Pardon me as I burn. Actually no. Pardon me if I sound a tad bit skitzo in this blog. My brain is jumping all over the place this morning. So. This may or may not make sense. Just like pants. Because pants should always be optional. Like at Walmart. Shirt and Shoes required… so doesn’t say anything about pants.
So first up on the plate. My work. For 3 weeks I had the perfect schedule. Monday-Friday. It was enough to scrape by on my bills. Barely. But I was grateful to have my job, even more so that I love it. I reallly do love my job. Seriously. I get to bartend for the 55+ crowd. They’re awesome. My co-workers are awesome. My boss is awesome. I’m not even lying. The only thing that made it rough was that I have to drive 45 minutes to work and make minimum wage. On Tuesdays and Fridays I have to pay a babysitter. Those days, between gas and the sitter’s fee, I pay $5 to go to work (before taxes). I don’t even want to know now that gas has gone up again and figuring in the taxes… no. But still. I was grateful.
Then my hours got cut. Last week I had Tues-Fri. This week? I was scheduled for Tues and Wednesday.
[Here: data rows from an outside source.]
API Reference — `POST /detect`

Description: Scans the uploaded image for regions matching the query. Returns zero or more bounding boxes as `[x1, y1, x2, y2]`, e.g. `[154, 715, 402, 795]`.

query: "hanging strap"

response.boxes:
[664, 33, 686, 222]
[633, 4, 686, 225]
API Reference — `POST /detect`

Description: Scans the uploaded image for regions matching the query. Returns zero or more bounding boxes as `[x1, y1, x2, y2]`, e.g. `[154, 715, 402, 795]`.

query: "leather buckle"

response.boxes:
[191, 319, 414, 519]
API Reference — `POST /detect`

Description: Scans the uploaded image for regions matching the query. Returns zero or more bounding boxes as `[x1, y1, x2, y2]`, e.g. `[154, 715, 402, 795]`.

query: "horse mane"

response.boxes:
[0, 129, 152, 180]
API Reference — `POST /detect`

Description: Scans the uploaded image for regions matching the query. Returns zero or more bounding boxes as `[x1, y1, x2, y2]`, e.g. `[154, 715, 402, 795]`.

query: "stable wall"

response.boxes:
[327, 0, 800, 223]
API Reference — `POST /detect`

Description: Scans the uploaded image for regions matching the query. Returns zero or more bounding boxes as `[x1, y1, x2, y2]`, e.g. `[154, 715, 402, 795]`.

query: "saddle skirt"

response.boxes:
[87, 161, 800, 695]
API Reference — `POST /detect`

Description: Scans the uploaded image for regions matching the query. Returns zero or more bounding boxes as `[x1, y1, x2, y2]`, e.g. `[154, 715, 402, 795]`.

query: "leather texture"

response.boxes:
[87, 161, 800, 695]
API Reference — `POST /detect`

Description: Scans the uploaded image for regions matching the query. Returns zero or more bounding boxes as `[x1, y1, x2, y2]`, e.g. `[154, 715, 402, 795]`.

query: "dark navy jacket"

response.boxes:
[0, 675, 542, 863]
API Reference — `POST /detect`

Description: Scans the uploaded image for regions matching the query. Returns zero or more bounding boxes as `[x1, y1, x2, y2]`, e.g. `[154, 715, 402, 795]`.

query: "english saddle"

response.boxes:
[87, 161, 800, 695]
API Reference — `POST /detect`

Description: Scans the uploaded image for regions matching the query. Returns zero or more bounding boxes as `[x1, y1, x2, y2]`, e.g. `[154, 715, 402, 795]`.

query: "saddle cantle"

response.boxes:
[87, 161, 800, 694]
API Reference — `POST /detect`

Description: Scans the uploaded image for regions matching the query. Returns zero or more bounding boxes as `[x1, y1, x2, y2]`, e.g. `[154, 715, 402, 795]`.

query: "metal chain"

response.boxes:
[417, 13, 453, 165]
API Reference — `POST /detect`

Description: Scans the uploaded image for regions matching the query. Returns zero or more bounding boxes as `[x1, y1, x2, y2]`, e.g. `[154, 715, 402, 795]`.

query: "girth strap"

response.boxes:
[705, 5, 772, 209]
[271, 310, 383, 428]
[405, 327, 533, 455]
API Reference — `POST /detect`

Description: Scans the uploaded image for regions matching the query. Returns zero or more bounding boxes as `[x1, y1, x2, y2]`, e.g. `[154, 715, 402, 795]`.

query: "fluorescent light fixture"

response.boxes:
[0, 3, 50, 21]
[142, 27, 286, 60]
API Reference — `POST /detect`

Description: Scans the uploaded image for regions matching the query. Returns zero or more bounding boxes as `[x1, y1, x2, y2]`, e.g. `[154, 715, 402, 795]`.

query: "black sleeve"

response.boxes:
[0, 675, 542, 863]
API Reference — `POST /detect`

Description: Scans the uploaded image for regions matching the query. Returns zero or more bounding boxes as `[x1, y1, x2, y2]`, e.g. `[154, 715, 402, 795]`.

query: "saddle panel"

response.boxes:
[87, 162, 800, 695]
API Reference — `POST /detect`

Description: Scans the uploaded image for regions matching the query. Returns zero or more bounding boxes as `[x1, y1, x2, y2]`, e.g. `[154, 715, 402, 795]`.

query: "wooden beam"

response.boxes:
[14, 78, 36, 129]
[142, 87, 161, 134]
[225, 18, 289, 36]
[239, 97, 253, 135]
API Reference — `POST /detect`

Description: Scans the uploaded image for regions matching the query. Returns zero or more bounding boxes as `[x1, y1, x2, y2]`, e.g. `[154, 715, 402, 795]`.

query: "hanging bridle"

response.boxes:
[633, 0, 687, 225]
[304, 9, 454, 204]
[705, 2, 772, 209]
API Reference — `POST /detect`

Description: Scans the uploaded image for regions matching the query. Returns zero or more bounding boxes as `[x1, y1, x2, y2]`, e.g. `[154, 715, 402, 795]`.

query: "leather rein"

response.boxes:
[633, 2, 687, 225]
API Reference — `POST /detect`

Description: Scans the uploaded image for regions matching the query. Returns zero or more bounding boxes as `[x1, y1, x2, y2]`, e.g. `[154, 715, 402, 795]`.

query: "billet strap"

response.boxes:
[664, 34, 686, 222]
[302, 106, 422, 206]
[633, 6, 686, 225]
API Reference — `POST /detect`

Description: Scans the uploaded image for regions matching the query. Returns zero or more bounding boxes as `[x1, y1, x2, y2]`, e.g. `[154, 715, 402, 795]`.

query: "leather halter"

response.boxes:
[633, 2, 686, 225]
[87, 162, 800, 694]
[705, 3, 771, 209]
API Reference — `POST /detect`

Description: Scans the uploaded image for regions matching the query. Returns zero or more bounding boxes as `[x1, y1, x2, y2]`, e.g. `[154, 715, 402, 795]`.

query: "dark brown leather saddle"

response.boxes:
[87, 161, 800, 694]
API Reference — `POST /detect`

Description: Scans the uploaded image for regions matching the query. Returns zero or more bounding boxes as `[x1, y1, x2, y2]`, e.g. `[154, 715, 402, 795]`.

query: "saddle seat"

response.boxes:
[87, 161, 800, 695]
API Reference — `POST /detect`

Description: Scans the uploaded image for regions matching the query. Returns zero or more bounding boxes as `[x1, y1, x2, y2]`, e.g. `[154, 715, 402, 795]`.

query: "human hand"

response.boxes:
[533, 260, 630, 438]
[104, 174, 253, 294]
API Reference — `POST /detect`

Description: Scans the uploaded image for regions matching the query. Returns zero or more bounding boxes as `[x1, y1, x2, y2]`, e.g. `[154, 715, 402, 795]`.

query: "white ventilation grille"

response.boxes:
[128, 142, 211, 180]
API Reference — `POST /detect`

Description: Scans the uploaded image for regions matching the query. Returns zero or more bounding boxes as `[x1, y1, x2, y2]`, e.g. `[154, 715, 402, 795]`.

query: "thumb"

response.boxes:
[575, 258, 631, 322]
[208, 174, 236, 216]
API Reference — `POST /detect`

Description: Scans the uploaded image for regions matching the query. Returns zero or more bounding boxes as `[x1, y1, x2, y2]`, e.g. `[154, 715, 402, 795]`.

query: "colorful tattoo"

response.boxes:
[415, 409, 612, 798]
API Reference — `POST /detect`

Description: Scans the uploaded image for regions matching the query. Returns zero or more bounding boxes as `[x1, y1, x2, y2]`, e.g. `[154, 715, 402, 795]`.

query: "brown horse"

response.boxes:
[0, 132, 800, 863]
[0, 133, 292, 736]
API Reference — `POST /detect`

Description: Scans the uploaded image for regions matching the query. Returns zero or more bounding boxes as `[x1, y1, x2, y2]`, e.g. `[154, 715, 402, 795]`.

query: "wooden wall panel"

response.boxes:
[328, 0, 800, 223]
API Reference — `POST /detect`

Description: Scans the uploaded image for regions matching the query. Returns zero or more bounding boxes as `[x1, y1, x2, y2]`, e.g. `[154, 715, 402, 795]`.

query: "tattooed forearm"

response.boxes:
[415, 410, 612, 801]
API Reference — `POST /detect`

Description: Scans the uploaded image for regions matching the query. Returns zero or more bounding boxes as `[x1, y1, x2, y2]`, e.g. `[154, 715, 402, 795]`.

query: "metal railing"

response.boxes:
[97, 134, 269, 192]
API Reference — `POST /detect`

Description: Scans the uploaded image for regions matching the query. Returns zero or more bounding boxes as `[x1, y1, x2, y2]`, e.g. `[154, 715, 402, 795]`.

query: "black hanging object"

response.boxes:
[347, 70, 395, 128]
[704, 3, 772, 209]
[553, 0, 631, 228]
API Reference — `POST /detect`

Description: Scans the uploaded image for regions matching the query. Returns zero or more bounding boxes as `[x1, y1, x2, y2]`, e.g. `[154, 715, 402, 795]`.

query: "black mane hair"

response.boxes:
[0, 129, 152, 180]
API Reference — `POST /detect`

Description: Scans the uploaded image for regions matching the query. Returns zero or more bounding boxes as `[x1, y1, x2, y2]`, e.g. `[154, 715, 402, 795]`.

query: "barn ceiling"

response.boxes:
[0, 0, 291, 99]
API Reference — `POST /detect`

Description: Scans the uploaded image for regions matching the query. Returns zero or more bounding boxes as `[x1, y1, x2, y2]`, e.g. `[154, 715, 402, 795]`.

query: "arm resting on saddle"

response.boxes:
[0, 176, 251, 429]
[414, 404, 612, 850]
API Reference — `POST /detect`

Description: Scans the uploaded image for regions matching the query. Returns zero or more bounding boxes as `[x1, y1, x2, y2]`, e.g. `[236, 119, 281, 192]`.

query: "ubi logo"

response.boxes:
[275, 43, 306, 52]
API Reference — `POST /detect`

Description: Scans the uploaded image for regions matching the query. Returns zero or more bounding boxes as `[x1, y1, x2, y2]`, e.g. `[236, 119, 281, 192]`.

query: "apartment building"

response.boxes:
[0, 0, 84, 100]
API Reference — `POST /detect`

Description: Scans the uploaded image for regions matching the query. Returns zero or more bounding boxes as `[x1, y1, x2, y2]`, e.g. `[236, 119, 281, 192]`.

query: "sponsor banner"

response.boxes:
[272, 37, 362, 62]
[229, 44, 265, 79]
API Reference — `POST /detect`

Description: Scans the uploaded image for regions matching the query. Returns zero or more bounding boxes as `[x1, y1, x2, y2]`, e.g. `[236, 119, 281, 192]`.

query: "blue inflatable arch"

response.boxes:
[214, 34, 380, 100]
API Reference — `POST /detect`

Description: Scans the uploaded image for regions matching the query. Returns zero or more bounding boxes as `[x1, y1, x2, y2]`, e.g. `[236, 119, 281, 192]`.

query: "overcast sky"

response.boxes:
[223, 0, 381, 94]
That’s it. So for yesterday, I would’ve paid to go to work. I would’ve only made a profit today. So for the first time I actually sat back and thought about it. I’ve never liked the idea of quitting a job with out another one lined up. I know I spend money to go to work, but I’m still working! I just can’t wrap my head around quitting a job… just to be unemployed. But it finally happened (for the 3rd time, after the 2nd, I did say I would quit) my hours got cut again, and I don’t think that I can work it financially. So yesterday as I looked outside at the snow storm, I actually thought about it.
Do I really want to drag my daughter out in the snow storm to drop her off at the sitters, pay my sitter, then drive 45 minutes (if not longer thanks to traffic) in a snow storm, to work for 3 hours at minimum wage just to drive back through the snow get my daughter and go home. All to make no money, but to pay out. This has irritated me for a while, and I finally decided no. It’s not worth it. I can’t afford to go to work. I called in. I felt bad. But I just can’t do it. So I’m scheduled for tonight, serving, so like 4-8:30. That’s it for the week. I’m expecting to get written up when I go to work for calling in, but I am going to go in, and look at the schedule for next week. If it’s not at least 4 days, I’m going to quit. In reality, I think even if I get Mon-Fridays back, I should quit. Working Mon-Fri on a bi-week pay schedule… my paychecks are still only $230. That’s $460 a month.
I just hate this though. I don’t want to quit something I love. I really don’t, but at this point, I could make that money selling my knitted shit and shoveling driveways. I don’t know. Ugh.